While the conciliator can recommend solutions they see fit, the disputing parties are in no way legally obligated to abide by the conciliator’s opinion. The only people that can actually settle the dispute are the conflicting parties. The conciliator is simply there to guide the conversation and make suggestions.The key to being an effective conciliator is remaining neutral. The conciliator does not act on behalf of either party, and must remain impartial throughout the entire process.


Conciliation process

Conciliation can vary in terms of formality. Some parties can choose for the process to be casual and just involve a conversation, while others might want more structure from the conciliator.

Here is the typical process for a conciliation meeting.

The first step in conciliation is the meeting, which is where the two disputing parties meet with the conciliator.

Next, each party in the dispute will make a statement in which they express their side of the story, any details of the issue, and some preferred outcomes or objectives.

Taking the statements from each party into account, the conciliator will suggest a solution. As stated above, neither party is required to accept this offered solution as the final settlement.

If they like the offered solution, then great! If not, the conversation will continue until both parties have reached an agreement.


  1. The conciliation procedure is of private nature.

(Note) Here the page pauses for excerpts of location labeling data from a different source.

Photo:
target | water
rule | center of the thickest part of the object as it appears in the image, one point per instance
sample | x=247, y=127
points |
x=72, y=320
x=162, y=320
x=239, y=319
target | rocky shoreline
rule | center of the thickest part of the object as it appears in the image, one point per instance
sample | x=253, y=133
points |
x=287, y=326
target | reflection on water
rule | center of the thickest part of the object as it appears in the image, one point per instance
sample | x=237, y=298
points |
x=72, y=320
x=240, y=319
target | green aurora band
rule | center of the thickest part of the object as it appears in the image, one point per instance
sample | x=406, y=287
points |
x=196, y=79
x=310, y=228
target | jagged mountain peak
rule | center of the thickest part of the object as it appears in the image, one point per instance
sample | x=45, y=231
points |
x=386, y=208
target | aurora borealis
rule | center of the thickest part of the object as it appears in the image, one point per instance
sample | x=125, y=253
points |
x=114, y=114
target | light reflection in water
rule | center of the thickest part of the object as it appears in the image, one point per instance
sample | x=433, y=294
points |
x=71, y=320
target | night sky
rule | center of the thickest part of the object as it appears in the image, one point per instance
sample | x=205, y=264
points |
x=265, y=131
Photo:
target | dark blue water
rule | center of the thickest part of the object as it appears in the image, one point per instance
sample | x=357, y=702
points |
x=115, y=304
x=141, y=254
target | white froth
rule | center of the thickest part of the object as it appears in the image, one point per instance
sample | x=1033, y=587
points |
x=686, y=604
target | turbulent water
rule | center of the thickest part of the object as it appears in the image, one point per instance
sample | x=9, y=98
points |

The documents, evidences or any other information which are used during the process are Confidential.
  2. One of the most important advantages is that they are Informal process and contains Simple procedures which can be easily followed by the general people.
  3. The process depends upon the circumstances of the case. In these processes the need of the parties comes first like quick settlement of their cases so there is no chance for delay.
  4. The selection of the conciliators depends upon the parties. The parties can choose conciliator on the basis of their availability, experience in particular field, previous track records of the cases, knowledge in subject area.
  5. The conciliation is cheap as compared to litigation. They are cost effective and most opted process for resolving disputes. It purely depends upon the nature of the dispute but is widely acceptable.


  1. Conciliator is not a legally qualified person for resolving disputes. His decision is not binding upon the parties.
  2. As the procedure of conciliation is informal and simple there is high possibility of delivering injustice.
  3. Miscommunication of information: The role of the conciliator to settle up the case by giving information of one party to another and vice versa. The process of sending and receiving information sometimes leads to mixed and incorrect information. So, by these processes one can easily interpret the information given.


The procedures and techniques discussed above are the most commonly used methods of ADR. However, there are countless various ADR methods, many of which modify or combine the above methods. With each type of ADR, the objective is to resolve the dispute by method of round table discussion . ADR is the most effective process which lessens the burden of courts. ADR promotes harmonious relationship among parties. The settlement of disputes through ADRs is so effective and globally accepted that courts have recognized some of them like mediation more often. This avoids procedure of litigation and the award for fair and impartial settlement of doubtful issues of an individual on legal and ethical basis which is based upon ground reality.

This is what distinguishes ADR methods from general litigation. There can be only one winning party after a court trial, while all parties can be treated as winner after conciliation, mediation or negotiation, as there is no conflict between them and they go through the settlement procedure.